Ora, «leggere o sentir leggere questo diario in versi è un’esperienza unica, ma difficile per i contenuti dottrinali, scientifici e tecnici che veicola e le storie che racconta », perciò il linguista si è «messo in testa di trasformare quest’opera bella e complicata in un testo che potesse essere capito e apprezzato da chi non lo conosce, da chi lo conosce poco e da chi lo ha conosciuto ma non lo ricorda» e ha scritto 114 racconti in cui presenta i versi più significativi, curiosi o sorprendenti dei cento canti di cui si compone l’opera e li spiega parola per parola: «Non do niente per scontato – dice – collego i fatti con gli antefatti e alla fine propongo la loro lettura, senza cambiare una virgola. In questo modo, canto dopo canto, provo ad accompagnare chi legge nello stesso viaggio che ha fatto Dante. In ogni racconto presento sempre lo stesso cartello: “Voi siete qui”».

Così Patota (e chi legge con lui) attraversa quella materia incandescente seguendo Dante percorrere la topografia del Male «sangue su sangue», viaggiare in un Purgatorio aperto, luminoso e inclusivo anche se doloroso, volare, primo umano, tra la Luna e i Cieli nel mistero del divino: «Realtà irraccontabili ma avvicinate dal Poeta a qualcosa di noto mediante similitudini, e sceneggiature che meriterebbero mille premi Oscar». Dando puntualmente conto, da linguista, di preziose spiegazioni fonetiche, grammaticali, semantiche, etimologiche su quella invenzione della lingua che grazie a Dante è diventata nostra, riflettendo sul ritrovamento di significati e parole a partire da termini danteschi sino a giungere alle parole di cui il Poeta non disponeva.

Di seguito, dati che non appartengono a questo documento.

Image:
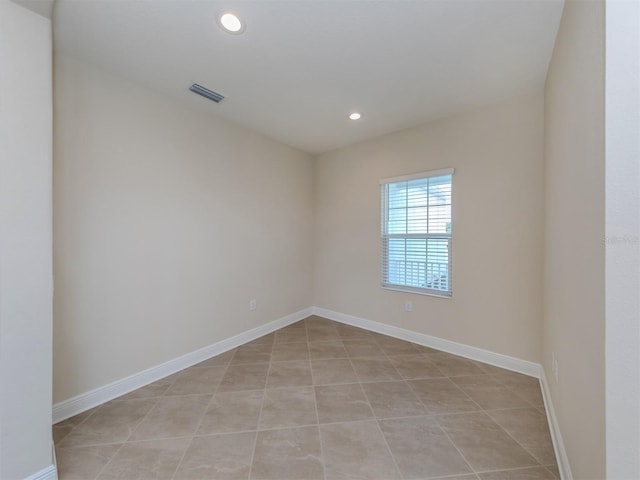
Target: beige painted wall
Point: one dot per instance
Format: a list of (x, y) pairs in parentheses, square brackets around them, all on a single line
[(25, 243), (167, 222), (574, 285), (497, 152)]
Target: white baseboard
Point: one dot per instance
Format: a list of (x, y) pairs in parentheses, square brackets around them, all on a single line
[(554, 428), (49, 473), (93, 398), (504, 361)]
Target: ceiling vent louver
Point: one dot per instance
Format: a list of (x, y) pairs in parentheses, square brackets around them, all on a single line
[(206, 93)]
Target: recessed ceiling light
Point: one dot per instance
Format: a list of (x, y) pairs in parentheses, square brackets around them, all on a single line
[(230, 22)]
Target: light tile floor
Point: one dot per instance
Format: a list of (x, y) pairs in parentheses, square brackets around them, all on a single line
[(318, 400)]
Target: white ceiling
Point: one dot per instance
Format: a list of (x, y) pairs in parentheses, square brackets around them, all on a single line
[(302, 65)]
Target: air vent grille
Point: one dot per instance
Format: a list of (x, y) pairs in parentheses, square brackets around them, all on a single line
[(206, 93)]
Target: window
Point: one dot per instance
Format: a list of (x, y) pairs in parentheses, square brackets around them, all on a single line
[(416, 233)]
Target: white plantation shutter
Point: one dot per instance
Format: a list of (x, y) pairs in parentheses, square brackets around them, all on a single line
[(416, 232)]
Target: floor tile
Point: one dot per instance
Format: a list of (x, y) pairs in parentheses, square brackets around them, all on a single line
[(441, 395), (113, 422), (421, 449), (454, 366), (154, 459), (393, 399), (255, 353), (292, 453), (269, 338), (375, 369), (553, 469), (61, 429), (415, 366), (484, 444), (347, 332), (288, 407), (332, 371), (324, 350), (84, 463), (342, 403), (291, 336), (471, 476), (529, 427), (196, 380), (356, 450), (312, 400), (290, 351), (524, 386), (324, 334), (357, 349), (220, 457), (155, 389), (176, 416), (232, 412), (289, 374), (218, 361), (489, 393), (393, 346), (244, 377), (534, 473)]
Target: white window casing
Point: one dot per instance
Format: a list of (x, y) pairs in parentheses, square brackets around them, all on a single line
[(417, 232)]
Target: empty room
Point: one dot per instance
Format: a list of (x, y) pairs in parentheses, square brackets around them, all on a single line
[(319, 239)]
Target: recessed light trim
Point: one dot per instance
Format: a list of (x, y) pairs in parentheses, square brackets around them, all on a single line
[(230, 22)]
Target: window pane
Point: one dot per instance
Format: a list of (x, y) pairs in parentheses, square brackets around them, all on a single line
[(417, 209)]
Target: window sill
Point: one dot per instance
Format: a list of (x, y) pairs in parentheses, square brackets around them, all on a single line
[(418, 291)]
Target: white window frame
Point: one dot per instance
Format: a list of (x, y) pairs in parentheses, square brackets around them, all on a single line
[(385, 236)]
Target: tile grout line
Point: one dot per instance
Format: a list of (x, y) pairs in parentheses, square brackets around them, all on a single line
[(264, 398), (195, 431), (315, 404)]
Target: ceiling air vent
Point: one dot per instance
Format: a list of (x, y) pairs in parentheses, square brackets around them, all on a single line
[(206, 93)]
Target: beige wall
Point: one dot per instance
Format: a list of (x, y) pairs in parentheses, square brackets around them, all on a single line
[(497, 152), (622, 256), (25, 243), (167, 222), (574, 235)]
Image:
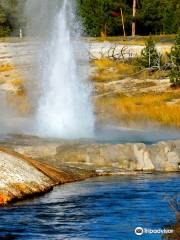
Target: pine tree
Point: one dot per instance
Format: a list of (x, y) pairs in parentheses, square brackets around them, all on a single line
[(175, 62), (150, 58)]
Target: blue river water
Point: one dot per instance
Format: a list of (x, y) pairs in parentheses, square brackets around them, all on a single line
[(98, 208)]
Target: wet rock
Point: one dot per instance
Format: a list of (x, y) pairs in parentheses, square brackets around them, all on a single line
[(163, 156), (21, 176)]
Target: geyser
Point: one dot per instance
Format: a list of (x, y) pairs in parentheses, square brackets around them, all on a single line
[(64, 108)]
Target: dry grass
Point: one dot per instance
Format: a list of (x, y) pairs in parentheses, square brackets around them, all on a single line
[(6, 67), (147, 107), (17, 82), (109, 70)]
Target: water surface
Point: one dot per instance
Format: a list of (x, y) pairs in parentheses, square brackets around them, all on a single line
[(98, 208)]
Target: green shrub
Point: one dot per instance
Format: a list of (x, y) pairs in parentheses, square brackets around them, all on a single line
[(150, 57), (175, 62)]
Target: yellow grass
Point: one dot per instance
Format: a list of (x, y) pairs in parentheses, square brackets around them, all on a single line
[(109, 70), (6, 67), (103, 63), (17, 82), (156, 108)]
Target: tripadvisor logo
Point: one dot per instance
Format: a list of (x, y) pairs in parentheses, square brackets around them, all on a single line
[(139, 231)]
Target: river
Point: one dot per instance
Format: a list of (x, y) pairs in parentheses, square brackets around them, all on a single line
[(98, 208)]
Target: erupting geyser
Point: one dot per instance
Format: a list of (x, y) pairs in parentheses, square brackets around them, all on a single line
[(64, 109)]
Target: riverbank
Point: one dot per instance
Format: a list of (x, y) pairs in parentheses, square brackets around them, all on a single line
[(63, 162), (31, 165)]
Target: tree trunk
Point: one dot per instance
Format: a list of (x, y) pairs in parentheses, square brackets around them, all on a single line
[(134, 23)]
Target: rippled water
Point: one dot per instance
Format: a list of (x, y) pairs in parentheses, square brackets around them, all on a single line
[(99, 208)]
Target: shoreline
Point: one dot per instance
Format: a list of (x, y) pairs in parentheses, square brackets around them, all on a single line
[(23, 177)]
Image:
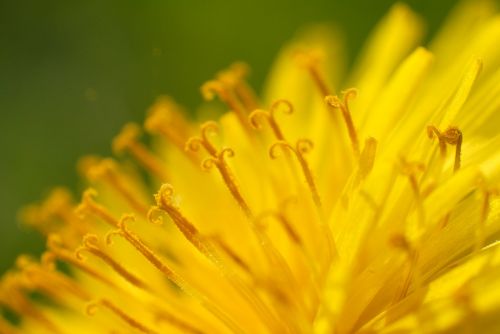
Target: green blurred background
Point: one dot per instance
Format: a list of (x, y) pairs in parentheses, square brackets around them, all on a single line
[(72, 72)]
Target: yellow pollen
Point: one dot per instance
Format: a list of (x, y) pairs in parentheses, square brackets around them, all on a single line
[(90, 244), (172, 276), (400, 242), (451, 136), (218, 159), (302, 147), (127, 141), (107, 170), (57, 251), (343, 105)]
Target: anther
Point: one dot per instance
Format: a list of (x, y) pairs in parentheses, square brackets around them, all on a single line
[(302, 147), (127, 140), (172, 276), (218, 159), (90, 243), (367, 157), (195, 143), (451, 136), (343, 105), (165, 118), (56, 250), (487, 194), (399, 241), (270, 116)]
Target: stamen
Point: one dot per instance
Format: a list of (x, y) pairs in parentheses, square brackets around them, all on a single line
[(92, 309), (302, 147), (400, 242), (235, 77), (451, 136), (311, 60), (411, 170), (343, 105), (106, 169), (367, 158), (177, 280), (487, 194), (164, 202), (57, 251), (270, 117), (195, 143), (203, 244), (126, 140), (218, 159), (90, 244)]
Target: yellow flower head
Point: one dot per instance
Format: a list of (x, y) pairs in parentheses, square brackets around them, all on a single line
[(374, 210)]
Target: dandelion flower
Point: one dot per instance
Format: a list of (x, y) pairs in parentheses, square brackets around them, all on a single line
[(372, 210)]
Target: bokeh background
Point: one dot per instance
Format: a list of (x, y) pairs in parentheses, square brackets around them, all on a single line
[(73, 72)]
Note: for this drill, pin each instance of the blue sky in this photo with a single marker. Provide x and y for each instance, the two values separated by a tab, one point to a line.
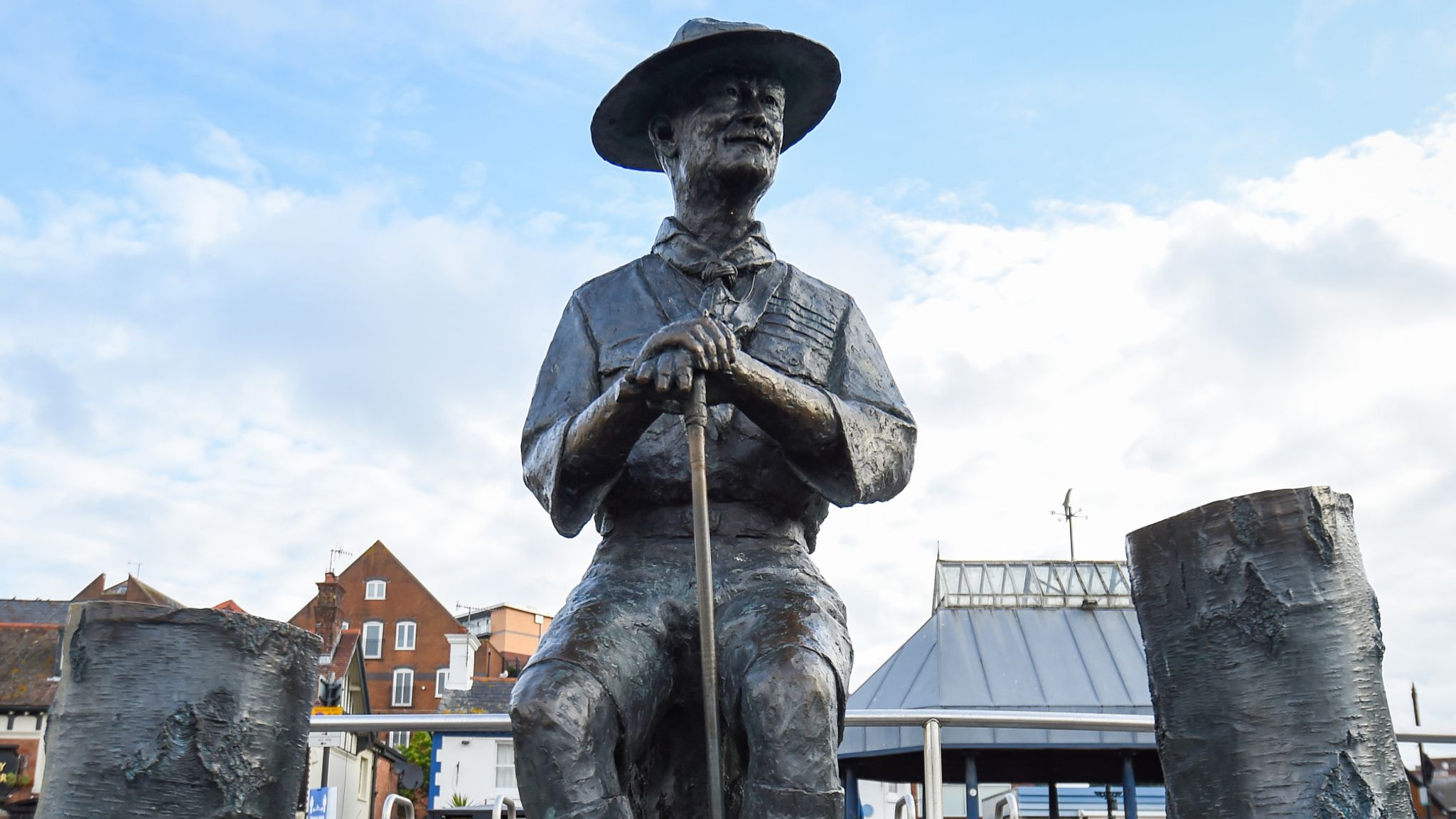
279	276
1004	105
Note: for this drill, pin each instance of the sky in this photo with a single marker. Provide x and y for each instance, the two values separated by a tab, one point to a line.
277	279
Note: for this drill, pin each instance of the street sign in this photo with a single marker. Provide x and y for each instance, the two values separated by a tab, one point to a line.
323	803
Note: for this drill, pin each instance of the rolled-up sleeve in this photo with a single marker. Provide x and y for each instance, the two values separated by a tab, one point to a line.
565	387
877	432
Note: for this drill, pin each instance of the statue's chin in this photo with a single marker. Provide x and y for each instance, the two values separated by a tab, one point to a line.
740	178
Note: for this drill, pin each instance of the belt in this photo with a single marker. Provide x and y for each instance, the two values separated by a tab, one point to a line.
724	519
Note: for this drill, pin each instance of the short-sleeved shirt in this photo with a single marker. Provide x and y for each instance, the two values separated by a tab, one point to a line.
793	323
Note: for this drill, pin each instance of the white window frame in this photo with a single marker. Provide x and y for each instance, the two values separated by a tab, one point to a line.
401	645
408	690
504	745
379	645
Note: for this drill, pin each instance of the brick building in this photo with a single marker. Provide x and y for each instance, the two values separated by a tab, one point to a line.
408	636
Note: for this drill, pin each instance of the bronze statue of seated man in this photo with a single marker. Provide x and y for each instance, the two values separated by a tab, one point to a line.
803	414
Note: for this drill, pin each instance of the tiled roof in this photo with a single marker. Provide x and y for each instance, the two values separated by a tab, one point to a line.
487	695
36	611
28	663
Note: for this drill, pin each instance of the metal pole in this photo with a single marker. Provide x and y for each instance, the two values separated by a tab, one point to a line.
1420	752
1129	788
973	788
695	419
932	771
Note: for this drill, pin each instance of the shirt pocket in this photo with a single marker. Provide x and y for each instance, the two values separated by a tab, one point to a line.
793	350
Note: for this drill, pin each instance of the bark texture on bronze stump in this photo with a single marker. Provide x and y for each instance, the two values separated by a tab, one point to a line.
193	713
1264	651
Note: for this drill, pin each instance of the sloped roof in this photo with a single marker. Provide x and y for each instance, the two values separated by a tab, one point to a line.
338	663
132	591
28	663
357	572
54	612
487	695
1022	653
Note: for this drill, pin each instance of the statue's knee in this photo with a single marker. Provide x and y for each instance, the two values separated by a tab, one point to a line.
555	698
791	690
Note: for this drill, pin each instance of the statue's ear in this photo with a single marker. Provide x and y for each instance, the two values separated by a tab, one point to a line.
664	140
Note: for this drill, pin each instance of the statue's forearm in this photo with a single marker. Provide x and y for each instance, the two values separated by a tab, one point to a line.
601	436
796	414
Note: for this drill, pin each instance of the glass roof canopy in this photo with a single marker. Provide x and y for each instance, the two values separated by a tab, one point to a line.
1018	585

«Fidatevi di Dante» ripete Patota più volte. E tra le tante chiose del linguista eccone qualcuna: non è vero, come i versi del poema chiariscono, che il «ma» all’inizio di frase non si può usare e, ancora, non è vero che non sia corretto il presente al posto del futuro in frasi del tipo «fra un mese vado in vacanza». «Parola di Dante», ricordava Luca Serianni, e, allora, fidiamoci di Dante!